Sarà pure un visionario Berlusconi ma il ponte sullo stretto, prima o poi, s’adda fare. Lo penso ogni volta che devo attraversare quel braccio di mare di circa 3 Km che perfino Grillo, in piena terza età (anagrafica e politica) ha fatto a nuoto.

E come me, la devono pensare qualche centinaia di migliaia di “caronti” vacanzieri, sia che il guado avvenga per raccordo stradale sia per quello ferroviario, è sempre un inferno quotidiano.
La Sicilia è un’isola e, per metafora, l’isola è luogo di cambiamento interiore e del dolce far niente, arrivarci è il terminale del sogno mediterraneo di mezza estate. Ma partire, per di più il terzultimo weekend d’agosto, è un’altra storia, è come se tutto il sud si spostasse verso il nord.

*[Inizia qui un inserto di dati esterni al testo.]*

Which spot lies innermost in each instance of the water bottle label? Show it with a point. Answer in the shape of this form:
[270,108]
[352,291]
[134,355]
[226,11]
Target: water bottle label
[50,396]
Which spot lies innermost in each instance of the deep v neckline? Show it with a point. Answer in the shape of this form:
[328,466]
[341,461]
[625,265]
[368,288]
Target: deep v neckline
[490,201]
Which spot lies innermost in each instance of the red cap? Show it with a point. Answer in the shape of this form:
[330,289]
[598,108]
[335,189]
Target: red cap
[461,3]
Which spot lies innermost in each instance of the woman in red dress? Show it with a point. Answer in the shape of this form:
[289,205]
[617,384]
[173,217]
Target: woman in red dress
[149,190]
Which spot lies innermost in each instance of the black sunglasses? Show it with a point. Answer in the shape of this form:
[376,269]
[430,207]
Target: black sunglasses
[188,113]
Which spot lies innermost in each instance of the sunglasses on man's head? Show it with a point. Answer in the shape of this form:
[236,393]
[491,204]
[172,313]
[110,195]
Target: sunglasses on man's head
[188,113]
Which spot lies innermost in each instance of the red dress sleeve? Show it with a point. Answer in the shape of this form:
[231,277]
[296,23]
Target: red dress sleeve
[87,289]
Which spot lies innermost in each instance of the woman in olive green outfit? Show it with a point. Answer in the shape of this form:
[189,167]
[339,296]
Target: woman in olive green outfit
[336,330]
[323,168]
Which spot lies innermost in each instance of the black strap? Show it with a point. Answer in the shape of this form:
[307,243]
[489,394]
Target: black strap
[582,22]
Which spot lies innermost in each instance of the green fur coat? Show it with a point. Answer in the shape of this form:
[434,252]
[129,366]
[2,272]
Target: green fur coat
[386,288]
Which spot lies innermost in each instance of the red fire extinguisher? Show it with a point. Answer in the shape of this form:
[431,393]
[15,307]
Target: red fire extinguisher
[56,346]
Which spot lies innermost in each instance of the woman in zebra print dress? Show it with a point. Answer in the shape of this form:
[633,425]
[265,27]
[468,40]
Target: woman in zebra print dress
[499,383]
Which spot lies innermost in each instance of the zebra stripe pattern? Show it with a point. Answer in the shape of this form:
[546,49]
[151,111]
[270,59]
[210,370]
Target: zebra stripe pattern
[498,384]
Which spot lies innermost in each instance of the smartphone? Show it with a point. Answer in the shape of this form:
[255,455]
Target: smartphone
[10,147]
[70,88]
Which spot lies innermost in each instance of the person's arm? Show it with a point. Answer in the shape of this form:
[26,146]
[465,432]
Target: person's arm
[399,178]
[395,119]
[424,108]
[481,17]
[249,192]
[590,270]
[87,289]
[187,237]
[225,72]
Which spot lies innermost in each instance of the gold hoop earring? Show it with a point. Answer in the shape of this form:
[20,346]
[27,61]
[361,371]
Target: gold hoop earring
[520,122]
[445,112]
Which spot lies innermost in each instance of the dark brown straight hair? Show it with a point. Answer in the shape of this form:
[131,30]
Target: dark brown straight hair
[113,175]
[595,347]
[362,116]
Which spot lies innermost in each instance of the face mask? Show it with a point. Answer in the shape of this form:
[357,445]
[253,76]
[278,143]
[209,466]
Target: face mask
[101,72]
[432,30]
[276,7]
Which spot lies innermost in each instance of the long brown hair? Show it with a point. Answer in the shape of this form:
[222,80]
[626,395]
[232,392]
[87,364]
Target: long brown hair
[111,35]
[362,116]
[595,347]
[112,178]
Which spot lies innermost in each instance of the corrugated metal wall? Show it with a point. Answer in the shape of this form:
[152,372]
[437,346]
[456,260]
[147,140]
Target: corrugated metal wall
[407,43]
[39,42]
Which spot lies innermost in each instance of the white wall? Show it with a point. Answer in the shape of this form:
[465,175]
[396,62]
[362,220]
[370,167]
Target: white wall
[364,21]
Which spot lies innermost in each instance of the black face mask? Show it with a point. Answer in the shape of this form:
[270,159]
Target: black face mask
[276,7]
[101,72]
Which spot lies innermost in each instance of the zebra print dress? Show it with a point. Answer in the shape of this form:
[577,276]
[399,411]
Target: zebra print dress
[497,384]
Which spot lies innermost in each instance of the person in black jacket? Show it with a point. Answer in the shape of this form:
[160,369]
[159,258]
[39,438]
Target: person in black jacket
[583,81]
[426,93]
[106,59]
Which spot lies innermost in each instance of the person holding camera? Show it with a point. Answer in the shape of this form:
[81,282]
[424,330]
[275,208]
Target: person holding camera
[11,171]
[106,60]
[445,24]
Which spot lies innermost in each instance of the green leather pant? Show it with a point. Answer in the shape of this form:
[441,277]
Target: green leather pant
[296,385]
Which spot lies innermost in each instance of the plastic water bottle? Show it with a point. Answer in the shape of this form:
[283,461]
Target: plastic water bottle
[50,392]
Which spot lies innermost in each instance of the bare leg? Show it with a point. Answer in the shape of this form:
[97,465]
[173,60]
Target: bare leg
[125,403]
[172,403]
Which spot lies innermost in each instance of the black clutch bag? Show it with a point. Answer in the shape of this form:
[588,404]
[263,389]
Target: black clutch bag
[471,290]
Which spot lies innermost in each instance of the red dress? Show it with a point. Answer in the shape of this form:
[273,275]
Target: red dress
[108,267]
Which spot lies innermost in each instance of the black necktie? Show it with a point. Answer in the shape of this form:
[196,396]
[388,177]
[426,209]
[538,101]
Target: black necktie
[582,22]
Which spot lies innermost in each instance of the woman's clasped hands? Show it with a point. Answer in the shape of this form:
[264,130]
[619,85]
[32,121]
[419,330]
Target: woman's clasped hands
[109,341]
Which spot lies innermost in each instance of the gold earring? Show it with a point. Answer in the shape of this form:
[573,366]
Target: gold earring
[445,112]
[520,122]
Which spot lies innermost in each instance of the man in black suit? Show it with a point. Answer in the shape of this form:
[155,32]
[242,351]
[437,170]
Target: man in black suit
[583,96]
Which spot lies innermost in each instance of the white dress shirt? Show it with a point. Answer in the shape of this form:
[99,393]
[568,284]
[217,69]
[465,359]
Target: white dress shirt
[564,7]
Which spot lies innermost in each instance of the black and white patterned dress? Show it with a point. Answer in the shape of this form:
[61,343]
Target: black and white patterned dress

Mi rivolgo a Hyblon Viaggi, Enza, esperta di trasporto pubblico locale, che per tre giorni monitora tutto il transitabile: aerei, traghetti, treni, ad alta e media velocità. Neanche un topo troverebbe un buco nella stiva. Il biglietto aereo della compagnia low cost (si fa per dire) ha tariffe proibitive. E, se si è lamentato pure il reuccio da stile di vita Billionarie, Briatore, che dalla Sardegna e dalle isole i voli costano come andare a New York, figuriamoci per un comune mortale. Non mi rimane che affrontare il viaggio in pullman con spirito da scout. Mi dico perché no, un’esperienza on the road potrebbe avere il sapore dei tempi andati. Mi riporterebbe a un’antica filosofia del viaggiare lento, a piccole tappe. Concetto espresso molto bene nel libro cult Il Circolo di Pickwick di Charles Dickens, un affresco/parodia della società in viaggio.

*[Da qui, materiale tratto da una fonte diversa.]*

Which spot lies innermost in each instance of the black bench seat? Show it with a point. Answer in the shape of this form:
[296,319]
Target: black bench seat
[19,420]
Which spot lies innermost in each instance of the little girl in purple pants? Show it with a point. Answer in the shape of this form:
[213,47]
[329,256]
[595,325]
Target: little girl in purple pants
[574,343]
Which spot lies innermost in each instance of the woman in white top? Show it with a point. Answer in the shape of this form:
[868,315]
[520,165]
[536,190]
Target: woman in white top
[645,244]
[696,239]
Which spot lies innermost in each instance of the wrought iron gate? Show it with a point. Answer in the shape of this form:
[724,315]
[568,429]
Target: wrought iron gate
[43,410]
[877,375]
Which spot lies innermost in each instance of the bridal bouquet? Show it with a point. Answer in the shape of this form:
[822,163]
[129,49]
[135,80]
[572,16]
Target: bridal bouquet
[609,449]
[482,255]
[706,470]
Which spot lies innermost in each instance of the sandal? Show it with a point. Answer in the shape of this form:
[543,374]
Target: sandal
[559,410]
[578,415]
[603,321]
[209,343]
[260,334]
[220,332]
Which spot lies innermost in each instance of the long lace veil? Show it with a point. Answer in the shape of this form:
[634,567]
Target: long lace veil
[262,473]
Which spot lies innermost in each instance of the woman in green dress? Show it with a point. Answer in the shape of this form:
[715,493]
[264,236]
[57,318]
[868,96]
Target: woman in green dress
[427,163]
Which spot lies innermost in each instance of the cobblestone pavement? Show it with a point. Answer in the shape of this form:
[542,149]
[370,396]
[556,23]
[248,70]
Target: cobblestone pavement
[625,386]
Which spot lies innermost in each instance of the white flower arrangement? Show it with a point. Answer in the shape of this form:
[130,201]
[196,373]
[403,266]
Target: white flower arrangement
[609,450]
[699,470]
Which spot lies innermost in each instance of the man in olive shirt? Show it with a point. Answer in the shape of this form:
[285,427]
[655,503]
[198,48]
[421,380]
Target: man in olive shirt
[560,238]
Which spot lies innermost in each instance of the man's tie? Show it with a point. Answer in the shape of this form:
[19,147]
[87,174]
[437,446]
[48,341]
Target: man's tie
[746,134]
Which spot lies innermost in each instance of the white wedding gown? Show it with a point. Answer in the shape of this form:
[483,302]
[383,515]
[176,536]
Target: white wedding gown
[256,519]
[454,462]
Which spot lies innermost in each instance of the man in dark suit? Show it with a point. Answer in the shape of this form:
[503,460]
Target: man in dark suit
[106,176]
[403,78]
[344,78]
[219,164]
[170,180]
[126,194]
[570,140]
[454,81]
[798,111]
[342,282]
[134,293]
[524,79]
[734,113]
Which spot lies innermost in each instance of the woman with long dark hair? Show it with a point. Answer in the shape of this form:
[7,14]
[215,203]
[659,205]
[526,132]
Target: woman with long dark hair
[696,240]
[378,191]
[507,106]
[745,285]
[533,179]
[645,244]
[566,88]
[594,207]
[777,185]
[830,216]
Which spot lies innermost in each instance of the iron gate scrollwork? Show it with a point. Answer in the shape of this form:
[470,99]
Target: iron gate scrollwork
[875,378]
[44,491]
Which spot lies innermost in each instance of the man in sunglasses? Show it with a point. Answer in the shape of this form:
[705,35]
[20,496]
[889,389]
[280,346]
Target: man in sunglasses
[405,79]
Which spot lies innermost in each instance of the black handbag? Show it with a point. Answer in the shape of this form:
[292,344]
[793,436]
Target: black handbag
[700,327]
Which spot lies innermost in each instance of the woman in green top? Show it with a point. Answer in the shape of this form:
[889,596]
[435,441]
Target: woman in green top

Anziché “nati per correre” potrei potrei fare un ritrattino del tipo “nati per la corriera”. Ma il mio sogno alla Easy Rider in torpedone si infrange su una carovana di canottiere, infradito ciabattanti, braghe cascanti e zaini ammassati che a ogni scossone rischiano di cadermi in testa. L’edicolante della stazione ferroviaria, Enrico Pasqua, mi vende l’ultimo biglietto che costa solo 42 euro. Sta lì dagli anni ’50, ma a breve chiuderà bottega: si vendono più tagliandi da viaggi che giornali. Finalmente si parte: il calessino, la vecchia ape ingentilita per il turista, per portarmi da Ortigia a via Umberto, che sono scarsi 2 chilometri, mi chiede 15 euro. Quando arriva il bus, sembra l’assalto del Far West. Trentaquattro gradi, 80% di umidità, lo scirocco non molla, tra umori, odori e sudori, prendo posto. Mi avevano detto non si cambia. Invece a Catania, c’è il trasbordo su altro mezzo, un bestione a due piani della compagnia Sais. Dotato anche di una toilette d’emergenza. Subito l’avvertimento del conducente, non lo intasate, lasciatelo pulito, altrimenti ve lo chiudo a chiave. Con la minaccia di doversela fare addosso si invoca un civile spirito di gruppo. Overbooking, stipati come polli, due rimangono a terra. Appena il pullman si mette in moto parte un frenetico scartocciare di parmigiane, focacce, pizzette, frittate, polipi in insalata, cannoli. Io con il mio modesto arancino, comprato da Midolo, faccio una figura tapina. Dopo il mangereccio i compagni di merenda si attaccano al cellulare per raccontarsi ed è una babele di dialetti, di spiaggia, di gite in barchino…A Messina ci imbarchiamo, la comitiva sull’allegro andante si selfizza sul pontile per un brindisi con karaoke stonato.

Intanto l’Italia continua a dividersi fra no-pontisti e si-pontisti. I primi accusano che il fondale non reggerebbe. Ma come avranno fatto i nordici geniali a collegare Danimarca e Svezia, con un’opera d’ingegneria avveniristica lunga oltre 7 kilometri? Per i sostenitori del sì sarebbe un’accelerata all’economia, una soluzione logica, ecologica, sociale, produttiva e occupazionale per la Sicilia. Questi i benefici. Il costo invece sarebbe di 3.9 miliardi. Di soldi pubblici, ovviamente. Intanto Siracusa-Napoli, 654 kilometri, 12 ore in postale. Lo stesso tempo lo impiegherei per volare a Los Angeles.